Final answer:
The coordinates of point P on line segment AB with AP = 3/4 AB and coordinates A(5, 4) and B(-3, -2) are calculated as (-1, 1/2). This does not match any of the provided options. Therefore, none of the options a), b), c), or d) are correct.
Step-by-step explanation:
To find the coordinates of point P that lies on the segment AB such that AP = 3/4 AB, we can use the concept of partitional ratios in coordinate geometry. The coordinates of point A are (5, 4), and point B are (-3, -2).
Using the formula for a point that divides a segment in a given ratio, the coordinates of point P can be calculated as:
- x-coordinate of P = [(1 - ratio) * x-coordinate of A + (ratio) * x-coordinate of B] / (1)
- y-coordinate of P = [(1 - ratio) * y-coordinate of A + (ratio) * y-coordinate of B] / (1)
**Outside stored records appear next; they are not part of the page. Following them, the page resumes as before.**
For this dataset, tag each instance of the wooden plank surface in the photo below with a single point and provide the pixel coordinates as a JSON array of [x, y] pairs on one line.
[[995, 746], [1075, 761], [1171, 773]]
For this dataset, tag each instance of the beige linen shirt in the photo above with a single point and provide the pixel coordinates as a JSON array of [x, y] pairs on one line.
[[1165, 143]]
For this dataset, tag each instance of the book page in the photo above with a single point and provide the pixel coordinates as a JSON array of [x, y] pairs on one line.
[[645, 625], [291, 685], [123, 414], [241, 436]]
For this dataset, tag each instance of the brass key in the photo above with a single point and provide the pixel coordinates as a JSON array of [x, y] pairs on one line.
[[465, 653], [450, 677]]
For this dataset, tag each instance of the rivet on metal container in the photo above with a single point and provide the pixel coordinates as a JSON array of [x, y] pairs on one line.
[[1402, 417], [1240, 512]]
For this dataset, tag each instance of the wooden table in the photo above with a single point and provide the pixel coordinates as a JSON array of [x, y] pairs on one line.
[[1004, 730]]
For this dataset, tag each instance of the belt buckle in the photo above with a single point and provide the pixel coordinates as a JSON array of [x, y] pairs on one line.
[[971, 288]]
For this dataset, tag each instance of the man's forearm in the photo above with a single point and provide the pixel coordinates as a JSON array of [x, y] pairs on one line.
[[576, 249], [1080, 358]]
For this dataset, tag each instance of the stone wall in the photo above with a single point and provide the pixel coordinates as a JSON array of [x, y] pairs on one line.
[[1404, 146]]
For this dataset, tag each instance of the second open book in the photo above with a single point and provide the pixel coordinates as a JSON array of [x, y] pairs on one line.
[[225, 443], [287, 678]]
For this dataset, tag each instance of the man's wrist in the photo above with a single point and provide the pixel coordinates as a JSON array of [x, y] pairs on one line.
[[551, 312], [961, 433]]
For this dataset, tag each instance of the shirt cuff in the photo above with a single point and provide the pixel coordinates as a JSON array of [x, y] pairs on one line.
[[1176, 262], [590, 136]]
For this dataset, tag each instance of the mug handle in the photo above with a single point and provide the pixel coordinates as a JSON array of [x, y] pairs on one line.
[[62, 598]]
Substituting the values we have ratio = 3/4, x-coordinate of A = 5, y-coordinate of A = 4, x-coordinate of B = -3, and y-coordinate of B = -2:
- x-coordinate of P = [(1 - 3/4) * 5 + (3/4) * -3] / 1 = (5/4 + (-9/4)) / 1 = -1
- y-coordinate of P = [(1 - 3/4) * 4 + (3/4) * -2] / 1 = (4/4 - 3/2) / 1 = 1/2
However, none of the provided choices (-1, 0), (1, 2), (2, 1), (0, -1) have the calculated coordinates (-1, 1/2). Therefore, none of the options a), b), c), or d) match the calculations for point P.